Geography
- Location: Ballarat, Victoria, Australia
- Coordinates: 37°33′27″S 143°50′52″E﻿ / ﻿37.557514°S 143.847692°E

Organisation
- Type: General
- Religious affiliation: Catholic Church

Services
- Beds: 221

History
- Opened: 1915

Links
- Website: www.sjog.org.au/hospitals/ballarat.aspx
- Lists: Hospitals in Australia

= St John of God Ballarat Hospital =

St John of God Ballarat Hospital provides hospital care for people living in Ballarat and Western Victoria regions of Australia.

Founded in 1915, the 221-bed hospital is located in the central business district of Ballarat, a city in Victoria, Australia. It is the largest private hospital in regional Victoria.

St John of God Ballarat Hospital is a division of St John of God Health Care, one of the largest Catholic not-for-profit health care providers in Australia, serving communities with hospitals, home nursing, and social outreach services throughout Australia, New Zealand and the wider Asia-Pacific region.

==Facilities==
St John of God Ballarat Hospital has five operating theatres, including a theatre with stereoscopic laparoscopic equipment, endoscopy unit and a cardiac and vascular angiography suite.

The hospital also has an emergency department, day chemotherapy centre, medical and surgical wards, a maternity unit, day procedure centre and rehabilitation gym and hydrotherapy pool.

==Services==
The hospital provides a range of health care services, including:
- Emergency medicine
- Coronary care
- Intensive care
- Elective surgery
- Emergency medicine
- Rehabilitation
- Maternity and gynaecology
- Medical and surgical
- Outpatient care
- Community mental health

==Research==
In collaboration with the Australian Catholic University, St John of God Ballarat Hospital undertakes nursing and midwifery clinical research.

The hospital launched the Ballarat Collaborative Health Research Centre in November 2016, a joint initiative between St John of God Ballarat Hospital, Ballarat Health Services, Australian Catholic University and Federation University.

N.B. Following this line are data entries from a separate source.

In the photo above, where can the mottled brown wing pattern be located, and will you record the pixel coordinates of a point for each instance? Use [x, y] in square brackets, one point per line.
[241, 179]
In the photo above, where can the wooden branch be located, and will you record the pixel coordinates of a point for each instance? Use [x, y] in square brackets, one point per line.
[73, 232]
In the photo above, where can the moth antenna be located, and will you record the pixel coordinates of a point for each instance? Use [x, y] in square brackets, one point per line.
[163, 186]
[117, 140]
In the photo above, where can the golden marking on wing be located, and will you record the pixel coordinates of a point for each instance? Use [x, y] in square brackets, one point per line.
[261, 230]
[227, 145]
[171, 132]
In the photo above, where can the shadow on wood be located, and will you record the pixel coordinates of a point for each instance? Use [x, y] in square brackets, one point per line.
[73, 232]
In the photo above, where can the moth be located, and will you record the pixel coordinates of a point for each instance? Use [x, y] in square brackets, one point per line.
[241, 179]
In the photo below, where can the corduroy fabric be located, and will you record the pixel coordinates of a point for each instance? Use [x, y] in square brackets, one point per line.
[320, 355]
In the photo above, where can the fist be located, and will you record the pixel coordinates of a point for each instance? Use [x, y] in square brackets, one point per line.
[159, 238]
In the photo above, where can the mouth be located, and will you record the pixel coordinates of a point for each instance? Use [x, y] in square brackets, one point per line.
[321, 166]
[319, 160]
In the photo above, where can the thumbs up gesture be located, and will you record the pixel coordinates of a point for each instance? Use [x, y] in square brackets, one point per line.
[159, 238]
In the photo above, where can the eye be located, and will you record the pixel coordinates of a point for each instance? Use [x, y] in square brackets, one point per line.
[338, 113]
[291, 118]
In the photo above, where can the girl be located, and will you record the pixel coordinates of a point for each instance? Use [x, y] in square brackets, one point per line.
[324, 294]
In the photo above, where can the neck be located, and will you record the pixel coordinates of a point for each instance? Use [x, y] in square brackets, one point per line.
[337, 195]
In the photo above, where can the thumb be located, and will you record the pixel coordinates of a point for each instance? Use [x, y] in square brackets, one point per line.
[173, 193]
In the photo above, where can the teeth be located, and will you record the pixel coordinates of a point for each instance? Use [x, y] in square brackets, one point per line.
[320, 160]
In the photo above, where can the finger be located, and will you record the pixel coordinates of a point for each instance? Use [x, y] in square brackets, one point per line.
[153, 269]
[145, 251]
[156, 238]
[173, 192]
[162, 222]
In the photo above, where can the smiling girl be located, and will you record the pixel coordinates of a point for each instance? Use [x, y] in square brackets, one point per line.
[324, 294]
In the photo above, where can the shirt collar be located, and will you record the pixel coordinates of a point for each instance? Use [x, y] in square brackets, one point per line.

==Ballarat Cancer Centre==
Along with Ballarat Health Services, Austin Health and the Ballarat community, St John of God Ballarat Hospital was part of a successful push in 2010 to secure state and federal government funding for a $56.5 million Ballarat Cancer Centre.

The centre will include two new linear accelerators, four radiation oncology bunkers, four extra chemotherapy chairs and a computed tomography scanner. It is expected to be completed by early 2013.

== Social outreach ==
St John of God Raphael Services provides perinatal infant mental health care and research in Ballarat. Staffed by mental health clinicians, Raphael Services provide free support for parents and families affected by anxiety, depression and other mental health difficulties during pregnancy and in the postnatal period. The services also provide counselling and support for parents undergoing prenatal testing or who have experienced pregnancy loss.

St John of God Health Care delivers community mental health support in Ballarat through its Social Outreach services. Pomegranate House Community Psychology Services provides specialised care to the local community and offers holistic, professional and compassionate care tailored to individual needs.